The next room was smaller since it was a former bedroom or dining room. This apartment held fewer items because of the size. A single bed, small table and cabinet for dishes fit into the space, but that was all. I have no idea where clothes were stored. This room also had a baby crib in it. How could a family exist in this tiny space?
The room sizes shrunk the farther we went down the hallway. In the one pictured on the left, young people must have lived here with the guitar and other artifacts present. I can't imagine living in such close proximity to your neighbors.
The guitar music would go through the walls, waking the baby asleep in the next room. Then the baby's cries would be heard everywhere.
All the different apartments were off of the one main hall. Imagine meeting your neighbor as you walked down this hallway early in the morning with your eyes half shut.
Everyone had their own electrical meter to make sure that you paid for only the electricity that you used, but who paid for the common electricity. Who knows?
Of course, the hallway led to one of the two common rooms for the entire communal flat - the toilet. From what I've heard first hand, this part of the flat was always a terrible dirty mess. Who would want to clean it up after 15 or so other people used it? My mind stops right there. I can't get past that one.

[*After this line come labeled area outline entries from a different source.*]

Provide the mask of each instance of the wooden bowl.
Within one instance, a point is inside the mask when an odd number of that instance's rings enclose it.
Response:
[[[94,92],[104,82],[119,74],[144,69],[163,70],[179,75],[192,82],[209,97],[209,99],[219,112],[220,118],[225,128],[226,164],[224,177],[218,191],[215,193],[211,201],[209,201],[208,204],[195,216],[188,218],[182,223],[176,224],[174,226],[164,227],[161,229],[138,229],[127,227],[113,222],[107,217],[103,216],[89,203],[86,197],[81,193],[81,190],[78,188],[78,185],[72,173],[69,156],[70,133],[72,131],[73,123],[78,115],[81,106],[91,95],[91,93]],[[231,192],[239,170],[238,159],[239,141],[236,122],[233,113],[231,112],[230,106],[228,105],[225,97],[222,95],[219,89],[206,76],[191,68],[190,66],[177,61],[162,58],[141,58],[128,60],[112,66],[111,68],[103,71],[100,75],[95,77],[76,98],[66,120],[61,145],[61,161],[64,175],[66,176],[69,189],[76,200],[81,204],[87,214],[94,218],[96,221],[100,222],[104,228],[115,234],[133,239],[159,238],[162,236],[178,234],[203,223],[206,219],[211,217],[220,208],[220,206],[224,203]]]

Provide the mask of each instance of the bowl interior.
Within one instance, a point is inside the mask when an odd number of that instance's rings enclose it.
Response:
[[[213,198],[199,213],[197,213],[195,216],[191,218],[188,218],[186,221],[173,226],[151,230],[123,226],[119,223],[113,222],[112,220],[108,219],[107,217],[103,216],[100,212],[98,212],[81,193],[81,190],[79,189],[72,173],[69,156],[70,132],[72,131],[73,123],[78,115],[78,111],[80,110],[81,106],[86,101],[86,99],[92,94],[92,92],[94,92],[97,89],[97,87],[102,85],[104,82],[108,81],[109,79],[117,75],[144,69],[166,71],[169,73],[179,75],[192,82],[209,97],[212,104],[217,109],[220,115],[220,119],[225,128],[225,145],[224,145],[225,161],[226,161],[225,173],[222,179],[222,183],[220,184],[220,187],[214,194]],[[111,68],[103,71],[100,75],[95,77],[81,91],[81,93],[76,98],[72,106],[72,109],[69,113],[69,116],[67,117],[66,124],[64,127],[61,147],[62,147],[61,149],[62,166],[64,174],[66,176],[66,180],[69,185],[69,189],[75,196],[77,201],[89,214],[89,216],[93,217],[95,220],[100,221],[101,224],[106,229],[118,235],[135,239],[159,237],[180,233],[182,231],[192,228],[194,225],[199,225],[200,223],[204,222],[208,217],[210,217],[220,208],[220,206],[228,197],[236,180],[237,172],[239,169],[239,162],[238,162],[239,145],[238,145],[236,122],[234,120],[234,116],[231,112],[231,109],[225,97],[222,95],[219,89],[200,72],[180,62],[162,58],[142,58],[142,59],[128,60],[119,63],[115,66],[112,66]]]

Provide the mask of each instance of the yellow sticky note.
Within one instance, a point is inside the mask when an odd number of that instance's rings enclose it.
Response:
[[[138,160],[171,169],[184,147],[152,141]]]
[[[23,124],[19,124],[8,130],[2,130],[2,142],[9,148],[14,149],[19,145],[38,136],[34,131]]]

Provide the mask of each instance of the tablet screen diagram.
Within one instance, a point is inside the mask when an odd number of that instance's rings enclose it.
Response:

The other common room was the kitchen. The one we saw in the museum had three stoves and a couple sinks. Each family had an area with some counter space over a cabinet that held dishes. How often did things disappear from your cabinet, though?
We were told that there was no common shower in this flat. A curtain was pulled around the kitchen sink area behind which you could then wash up. Really?
To be fair, our guide said that in many of these communal flats, families: grandparents, cousins, aunts, uncles, etc all lived in the close apartments. That might have been manageable. But I still come to the conclusion, I'm very glad that I've never had to live in a communal flat.
There are still communal apartments in St. Petersburg today. I've heard that you never leave food unattended in the common kitchen. One day someone went back to his room to get the salt shaker for what he was cooking. When he returned to the kitchen, someone was eating the food right out of his pot. One person told us that when he uses the common shower, he often feels dirtier after his shower than before. No, thank you!
But remember EVERYONE in the Soviet era lived in these conditions! They didn't have a choice.
No, I don't think I'll ever forget "just another mansion" that we toured on that day!